File metadata and controls

256 lines (220 loc) · 23.4 KB

The Modern Software Factory

Digital foraging: Neither manufacturing nor software factories can be established overnight

The term software factory has an industrial-age ring to it. Perhaps it inspires visions of an iron boiler providing steam to power a hot, sweaty building where programmer-workers toil monotonously in round-the-clock shifts, producing near-identical chunks of software to meet the insatiable market demands. More pragmatically, one might imagine government-badged coders wearing hoodies and sitting in an open-plan office setting, banging away on keyboards to produce non-proprietary, government-owned software in order to prevent vendor lock from greedy contractors. This, however, would be a fundamentally mistaken vision of the software factory. Instead, a software factory is a process and supporting tool that provides software development teams with a repeatable, well-defined path to create and update production software and deliver it in a robust and resilient manner.
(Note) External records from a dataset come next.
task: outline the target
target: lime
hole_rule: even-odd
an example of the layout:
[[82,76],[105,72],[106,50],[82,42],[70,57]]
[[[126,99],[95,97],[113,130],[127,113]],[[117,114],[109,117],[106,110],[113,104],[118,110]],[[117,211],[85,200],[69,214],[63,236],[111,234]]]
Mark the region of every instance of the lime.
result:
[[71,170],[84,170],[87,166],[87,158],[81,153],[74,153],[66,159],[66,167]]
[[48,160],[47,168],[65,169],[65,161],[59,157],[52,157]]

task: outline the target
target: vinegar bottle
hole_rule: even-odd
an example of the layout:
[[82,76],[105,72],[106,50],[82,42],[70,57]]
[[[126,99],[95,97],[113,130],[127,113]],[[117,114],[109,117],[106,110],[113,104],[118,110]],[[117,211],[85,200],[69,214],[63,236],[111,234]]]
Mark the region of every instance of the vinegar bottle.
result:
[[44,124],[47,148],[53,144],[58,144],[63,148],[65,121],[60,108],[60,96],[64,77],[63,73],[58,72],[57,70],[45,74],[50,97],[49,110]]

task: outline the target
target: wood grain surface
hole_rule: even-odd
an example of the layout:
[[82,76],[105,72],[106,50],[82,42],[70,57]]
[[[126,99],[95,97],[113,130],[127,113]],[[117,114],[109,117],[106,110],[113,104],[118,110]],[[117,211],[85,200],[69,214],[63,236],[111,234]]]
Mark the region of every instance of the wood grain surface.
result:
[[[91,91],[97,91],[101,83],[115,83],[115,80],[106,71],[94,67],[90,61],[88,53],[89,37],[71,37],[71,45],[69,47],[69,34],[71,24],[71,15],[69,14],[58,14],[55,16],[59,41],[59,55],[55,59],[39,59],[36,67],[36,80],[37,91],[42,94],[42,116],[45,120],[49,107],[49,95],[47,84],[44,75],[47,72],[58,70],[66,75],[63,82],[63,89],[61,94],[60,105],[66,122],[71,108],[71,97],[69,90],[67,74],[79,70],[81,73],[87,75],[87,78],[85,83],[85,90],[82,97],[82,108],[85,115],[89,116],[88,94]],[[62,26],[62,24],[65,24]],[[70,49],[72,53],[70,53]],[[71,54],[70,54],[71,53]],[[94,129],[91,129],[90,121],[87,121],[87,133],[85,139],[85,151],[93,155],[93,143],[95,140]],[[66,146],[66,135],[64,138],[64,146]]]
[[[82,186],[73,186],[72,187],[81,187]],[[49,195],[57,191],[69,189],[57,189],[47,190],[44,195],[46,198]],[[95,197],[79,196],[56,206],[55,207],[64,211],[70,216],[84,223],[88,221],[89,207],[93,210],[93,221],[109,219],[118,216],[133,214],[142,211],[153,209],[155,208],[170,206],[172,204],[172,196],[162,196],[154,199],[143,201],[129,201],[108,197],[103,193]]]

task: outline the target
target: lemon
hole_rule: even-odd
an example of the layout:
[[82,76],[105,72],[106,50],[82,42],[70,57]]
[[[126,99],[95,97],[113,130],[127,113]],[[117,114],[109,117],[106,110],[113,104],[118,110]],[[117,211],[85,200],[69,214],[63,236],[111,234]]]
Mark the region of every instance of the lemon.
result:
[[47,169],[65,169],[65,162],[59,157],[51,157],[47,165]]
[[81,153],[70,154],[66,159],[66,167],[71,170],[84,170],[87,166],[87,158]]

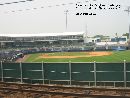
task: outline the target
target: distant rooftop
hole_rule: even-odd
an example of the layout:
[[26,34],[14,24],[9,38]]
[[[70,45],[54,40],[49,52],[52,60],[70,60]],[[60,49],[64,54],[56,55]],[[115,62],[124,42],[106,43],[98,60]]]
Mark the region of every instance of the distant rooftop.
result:
[[66,35],[81,35],[84,32],[63,32],[63,33],[35,33],[35,34],[0,34],[4,37],[42,37],[42,36],[66,36]]

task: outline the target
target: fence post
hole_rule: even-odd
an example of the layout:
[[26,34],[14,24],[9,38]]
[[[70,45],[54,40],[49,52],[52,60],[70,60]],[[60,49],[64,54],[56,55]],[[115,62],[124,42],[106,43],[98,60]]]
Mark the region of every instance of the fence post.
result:
[[71,61],[69,61],[70,85],[71,85]]
[[126,60],[124,60],[124,87],[126,88]]
[[3,79],[3,63],[1,61],[1,81],[4,82],[4,79]]
[[97,86],[96,61],[94,61],[94,86]]
[[22,62],[20,62],[20,80],[21,80],[21,83],[23,83],[23,70],[22,70]]
[[45,82],[44,82],[44,63],[43,63],[43,61],[42,61],[42,79],[43,79],[42,83],[45,84]]

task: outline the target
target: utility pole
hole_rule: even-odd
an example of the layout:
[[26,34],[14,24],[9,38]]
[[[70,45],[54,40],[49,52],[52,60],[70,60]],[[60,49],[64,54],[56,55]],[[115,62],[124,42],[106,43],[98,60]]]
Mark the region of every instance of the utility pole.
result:
[[67,17],[68,12],[69,12],[68,10],[65,11],[65,14],[66,14],[66,30],[67,30],[67,25],[68,25],[68,17]]
[[[128,17],[129,17],[130,16],[130,6],[128,6],[127,9],[124,11],[128,12]],[[129,21],[129,39],[130,39],[130,19],[128,21]]]

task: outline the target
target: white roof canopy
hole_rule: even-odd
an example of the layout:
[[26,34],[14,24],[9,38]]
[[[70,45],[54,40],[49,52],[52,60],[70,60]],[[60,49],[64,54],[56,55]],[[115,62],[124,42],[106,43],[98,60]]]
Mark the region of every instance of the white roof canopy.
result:
[[84,32],[63,32],[63,33],[35,33],[35,34],[0,34],[4,37],[43,37],[43,36],[67,36],[67,35],[82,35]]

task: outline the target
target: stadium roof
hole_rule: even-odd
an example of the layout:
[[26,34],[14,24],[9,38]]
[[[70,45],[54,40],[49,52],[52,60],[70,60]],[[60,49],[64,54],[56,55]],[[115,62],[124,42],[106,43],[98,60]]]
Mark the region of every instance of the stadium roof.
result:
[[84,32],[63,32],[63,33],[36,33],[36,34],[0,34],[4,37],[42,37],[42,36],[66,36],[66,35],[81,35]]

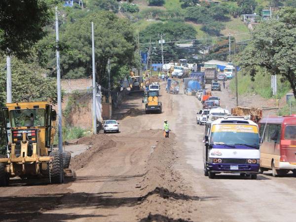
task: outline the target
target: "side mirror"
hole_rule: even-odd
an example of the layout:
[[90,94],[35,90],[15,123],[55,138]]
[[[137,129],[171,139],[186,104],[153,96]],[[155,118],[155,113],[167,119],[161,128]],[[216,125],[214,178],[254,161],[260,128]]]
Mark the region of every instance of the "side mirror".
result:
[[56,121],[57,120],[57,112],[55,110],[51,111],[51,120]]
[[206,142],[209,142],[209,136],[205,136],[205,141]]

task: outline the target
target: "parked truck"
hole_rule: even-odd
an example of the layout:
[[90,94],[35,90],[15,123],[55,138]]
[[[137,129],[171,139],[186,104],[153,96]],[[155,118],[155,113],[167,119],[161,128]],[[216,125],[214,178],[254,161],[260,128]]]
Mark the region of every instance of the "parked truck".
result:
[[205,79],[205,73],[203,72],[192,72],[189,76],[189,78],[193,78],[197,79],[198,82],[201,86],[202,89],[204,89],[206,86],[206,81]]
[[169,93],[178,94],[179,92],[180,81],[169,78],[166,86],[166,91]]
[[216,68],[207,68],[205,69],[206,83],[212,83],[217,81],[217,71]]
[[186,78],[184,79],[184,93],[187,95],[195,95],[197,91],[201,89],[200,84],[196,78]]

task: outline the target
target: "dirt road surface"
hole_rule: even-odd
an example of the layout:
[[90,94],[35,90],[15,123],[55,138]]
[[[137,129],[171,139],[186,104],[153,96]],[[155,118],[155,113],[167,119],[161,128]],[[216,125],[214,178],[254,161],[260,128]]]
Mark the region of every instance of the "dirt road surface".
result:
[[[145,114],[141,95],[131,95],[122,105],[128,114],[118,114],[120,133],[79,141],[89,148],[72,160],[76,179],[61,185],[13,181],[0,187],[0,220],[295,221],[292,175],[275,178],[267,172],[256,181],[203,176],[204,127],[195,121],[200,103],[165,88],[162,113]],[[222,106],[233,106],[226,90],[214,94]],[[169,139],[161,130],[165,118]]]

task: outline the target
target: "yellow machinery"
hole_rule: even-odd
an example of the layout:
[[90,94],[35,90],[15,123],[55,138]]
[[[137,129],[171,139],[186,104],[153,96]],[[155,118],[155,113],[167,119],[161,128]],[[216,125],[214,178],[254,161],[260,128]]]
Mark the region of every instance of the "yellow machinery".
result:
[[56,112],[52,106],[46,102],[6,106],[2,113],[8,150],[0,157],[0,185],[8,185],[9,178],[16,176],[43,176],[51,183],[62,183],[71,153],[52,149]]
[[148,103],[145,105],[146,114],[151,112],[161,113],[162,111],[162,105],[158,101],[157,93],[156,91],[148,91]]

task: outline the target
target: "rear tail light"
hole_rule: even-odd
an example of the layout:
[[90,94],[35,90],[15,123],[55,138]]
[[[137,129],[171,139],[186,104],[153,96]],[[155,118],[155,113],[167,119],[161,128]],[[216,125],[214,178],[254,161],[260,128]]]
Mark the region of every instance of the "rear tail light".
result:
[[282,155],[280,158],[280,162],[287,162],[287,156]]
We intuitively recognize what happens when a production line closes down, whether it’s due to a temporary government shutdown43 or a decision to curtail production of an F-22 fighter.44

Rehiring the workers, rebuilding the tacit knowledge of assembly, or making the facility productive again is very difficult. A full shutdown of an aircraft assembly line is no different than a full shutdown of a DevSecOps factory. The libraries and frameworks they used become stale, unsupported, brittle, and vulnerable. Someone cannot just “turn it on” again and start spitting out software updates. Even while the source code for a program has not changed, the build tools and dependent libraries have done so continuously. Those changes have now created broken, incompatible application programming interfaces and other factors.
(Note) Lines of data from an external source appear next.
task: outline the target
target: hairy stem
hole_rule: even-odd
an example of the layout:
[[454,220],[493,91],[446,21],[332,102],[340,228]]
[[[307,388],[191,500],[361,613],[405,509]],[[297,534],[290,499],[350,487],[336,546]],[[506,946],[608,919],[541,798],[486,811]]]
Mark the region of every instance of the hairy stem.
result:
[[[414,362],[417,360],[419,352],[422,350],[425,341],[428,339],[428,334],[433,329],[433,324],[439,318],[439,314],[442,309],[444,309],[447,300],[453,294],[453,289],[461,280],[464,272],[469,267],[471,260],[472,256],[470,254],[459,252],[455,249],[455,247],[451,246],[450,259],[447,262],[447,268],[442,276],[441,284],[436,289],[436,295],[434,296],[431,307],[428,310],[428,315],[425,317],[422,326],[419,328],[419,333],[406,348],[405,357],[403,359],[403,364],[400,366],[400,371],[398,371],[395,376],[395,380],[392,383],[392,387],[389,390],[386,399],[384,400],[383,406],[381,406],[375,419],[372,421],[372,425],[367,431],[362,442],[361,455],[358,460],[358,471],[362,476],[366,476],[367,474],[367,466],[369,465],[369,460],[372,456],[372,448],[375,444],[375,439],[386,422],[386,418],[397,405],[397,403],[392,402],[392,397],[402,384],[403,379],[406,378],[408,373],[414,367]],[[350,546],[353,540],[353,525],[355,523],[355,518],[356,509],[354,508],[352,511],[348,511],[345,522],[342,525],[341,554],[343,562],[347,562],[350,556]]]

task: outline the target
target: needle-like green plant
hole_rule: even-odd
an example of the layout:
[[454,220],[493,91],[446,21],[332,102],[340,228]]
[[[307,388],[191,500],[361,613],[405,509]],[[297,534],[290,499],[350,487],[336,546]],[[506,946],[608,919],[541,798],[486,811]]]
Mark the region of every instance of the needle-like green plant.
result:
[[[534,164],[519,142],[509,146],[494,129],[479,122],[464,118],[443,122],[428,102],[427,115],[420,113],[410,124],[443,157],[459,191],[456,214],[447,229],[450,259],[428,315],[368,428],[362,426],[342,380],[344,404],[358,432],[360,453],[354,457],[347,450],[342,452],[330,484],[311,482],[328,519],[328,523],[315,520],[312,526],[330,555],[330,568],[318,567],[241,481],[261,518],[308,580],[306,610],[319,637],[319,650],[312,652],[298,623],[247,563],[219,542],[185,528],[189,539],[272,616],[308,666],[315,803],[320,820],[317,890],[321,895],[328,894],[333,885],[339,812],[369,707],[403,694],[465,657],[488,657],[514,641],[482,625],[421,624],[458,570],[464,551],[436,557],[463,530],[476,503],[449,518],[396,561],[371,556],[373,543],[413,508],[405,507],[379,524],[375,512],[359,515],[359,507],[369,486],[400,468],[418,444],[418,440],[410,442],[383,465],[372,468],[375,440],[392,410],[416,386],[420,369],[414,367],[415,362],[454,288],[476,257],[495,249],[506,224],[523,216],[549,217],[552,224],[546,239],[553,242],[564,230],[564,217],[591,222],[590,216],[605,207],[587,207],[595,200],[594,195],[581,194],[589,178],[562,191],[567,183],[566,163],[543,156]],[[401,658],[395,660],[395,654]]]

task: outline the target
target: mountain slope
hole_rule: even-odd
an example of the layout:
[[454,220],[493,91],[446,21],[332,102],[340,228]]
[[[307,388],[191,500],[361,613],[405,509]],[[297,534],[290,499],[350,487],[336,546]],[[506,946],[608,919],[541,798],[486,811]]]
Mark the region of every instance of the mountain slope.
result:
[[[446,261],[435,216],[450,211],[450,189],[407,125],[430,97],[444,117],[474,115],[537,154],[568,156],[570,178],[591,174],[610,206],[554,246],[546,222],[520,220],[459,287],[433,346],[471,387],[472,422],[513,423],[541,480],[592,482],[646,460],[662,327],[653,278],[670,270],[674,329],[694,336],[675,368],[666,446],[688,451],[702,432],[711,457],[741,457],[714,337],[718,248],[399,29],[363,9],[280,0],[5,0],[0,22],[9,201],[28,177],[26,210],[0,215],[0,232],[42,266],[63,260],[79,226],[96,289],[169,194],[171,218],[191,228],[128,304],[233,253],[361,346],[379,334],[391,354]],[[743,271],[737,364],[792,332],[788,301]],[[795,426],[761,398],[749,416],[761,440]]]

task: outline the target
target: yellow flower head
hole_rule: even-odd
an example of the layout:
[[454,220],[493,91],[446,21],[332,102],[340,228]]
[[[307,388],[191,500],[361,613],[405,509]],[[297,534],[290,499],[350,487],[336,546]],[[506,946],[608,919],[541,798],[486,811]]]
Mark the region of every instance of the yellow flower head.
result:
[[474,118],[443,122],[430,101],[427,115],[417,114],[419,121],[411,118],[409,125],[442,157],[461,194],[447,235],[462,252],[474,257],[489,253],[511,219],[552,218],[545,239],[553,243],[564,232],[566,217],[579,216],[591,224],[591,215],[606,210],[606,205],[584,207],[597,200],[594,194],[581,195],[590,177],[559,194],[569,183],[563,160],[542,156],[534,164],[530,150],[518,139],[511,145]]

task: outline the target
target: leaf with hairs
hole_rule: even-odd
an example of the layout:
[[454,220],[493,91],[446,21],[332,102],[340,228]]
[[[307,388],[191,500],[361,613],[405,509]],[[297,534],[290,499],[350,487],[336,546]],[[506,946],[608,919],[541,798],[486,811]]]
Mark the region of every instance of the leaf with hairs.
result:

The digital world is relentless in its ceaseless change as updates and dependencies cascade around the globe and round the clock. So older software development paradigms—with the right compiler and source code—have had to adapt to new ways of designing, building, and managing software. Brian Kernighan—the K in the foundational K&R, the C programming language book that yielded the so-called “one true brace” style of programming—recently tried to contribute code to the text-parsing tool AWK that he created decades ago. AWK now represents a foundational element of Linux scripting, supporting cloud computing management among countless other projects. It is a foundational dependency, but it still has to be updated occasionally. Kernighan said, “Once I figure out how . . . I will try to submit a pull request. I wish I understood git better, but in spite of your help, I still don’t have a proper understanding, so this may take a while.”45 Even the true legends of the software community reach a point where their skills become stale when measured against modern development practices.
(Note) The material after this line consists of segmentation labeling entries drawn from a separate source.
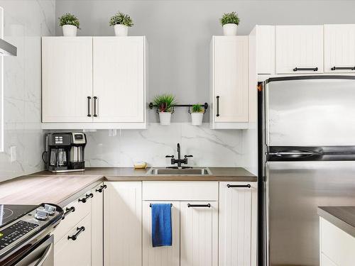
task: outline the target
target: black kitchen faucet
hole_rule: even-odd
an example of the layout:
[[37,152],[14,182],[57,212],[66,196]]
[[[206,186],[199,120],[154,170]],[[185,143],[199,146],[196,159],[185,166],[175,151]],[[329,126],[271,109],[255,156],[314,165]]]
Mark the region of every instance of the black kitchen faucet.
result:
[[[179,168],[181,167],[181,164],[187,165],[187,157],[193,157],[192,155],[185,155],[184,159],[181,159],[180,146],[180,143],[178,143],[176,150],[178,151],[178,159],[174,158],[174,155],[166,155],[165,157],[171,158],[171,164],[173,165],[178,164],[178,167],[173,166],[168,168]],[[188,168],[187,167],[184,168]]]

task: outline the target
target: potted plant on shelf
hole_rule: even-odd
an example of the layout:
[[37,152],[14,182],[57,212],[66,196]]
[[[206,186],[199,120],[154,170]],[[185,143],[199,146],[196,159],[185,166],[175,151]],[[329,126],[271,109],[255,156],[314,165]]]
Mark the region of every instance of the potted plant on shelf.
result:
[[236,35],[236,28],[239,25],[240,19],[236,12],[224,13],[220,19],[223,26],[223,33],[226,36],[234,36]]
[[176,104],[175,96],[165,94],[157,95],[154,97],[153,104],[158,108],[160,125],[170,125],[173,108]]
[[133,23],[132,18],[129,15],[119,12],[110,18],[109,25],[114,27],[116,36],[127,36],[129,27],[133,26]]
[[201,106],[201,104],[194,104],[191,112],[191,124],[192,126],[201,126],[204,113],[204,109]]
[[65,13],[59,18],[59,26],[63,29],[63,36],[72,37],[77,35],[80,23],[75,16],[70,13]]

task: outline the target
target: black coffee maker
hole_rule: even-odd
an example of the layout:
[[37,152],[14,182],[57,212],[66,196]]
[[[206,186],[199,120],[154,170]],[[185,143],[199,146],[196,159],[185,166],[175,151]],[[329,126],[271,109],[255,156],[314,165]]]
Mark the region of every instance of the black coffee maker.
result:
[[84,171],[84,149],[87,143],[83,133],[51,133],[46,135],[46,151],[43,159],[52,172]]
Flase impressions of a Software Factory, as imagined by Midjourney AI using the Author's misleading prompts

Ukraine’s use of Stinger and Javelin missiles perfectly illustrates that the challenge for digital components of military systems is far greater than simply turning the lights on and dusting off the equipment. Raytheon has openly stated that companies have stopped manufacturing key components, forcing the company to “redesign electronics in the missile’s seeker head.”46 The Iowa Army Ammunition Plant has been undergoing “wholesale renovation” for several years now, and the industry has lamented the fierce challenges of modernizing a plant while ramping up production to meet demand with inexperienced workers and securing the massive 19,011-acre facility against attack.47

Analogously, even if a PEO takes possession of all source code, build scripts, libraries, frameworks, etc., that act alone does not guarantee that the software’s CI/CD pipelines will whirl into operation several years later or that a workforce with up-to-date skills will be around. APIs change, and security patches stop being issued. For each legend like Kernighan who struggles with git, a foundational software development tool by modern standards, there are thousands if not tens of thousands of software developers who lack either exposure to or understanding of stale software environments that were hugely popular only 10 to 20 years ago (see CORBA and Enterprise Java Beans, for example).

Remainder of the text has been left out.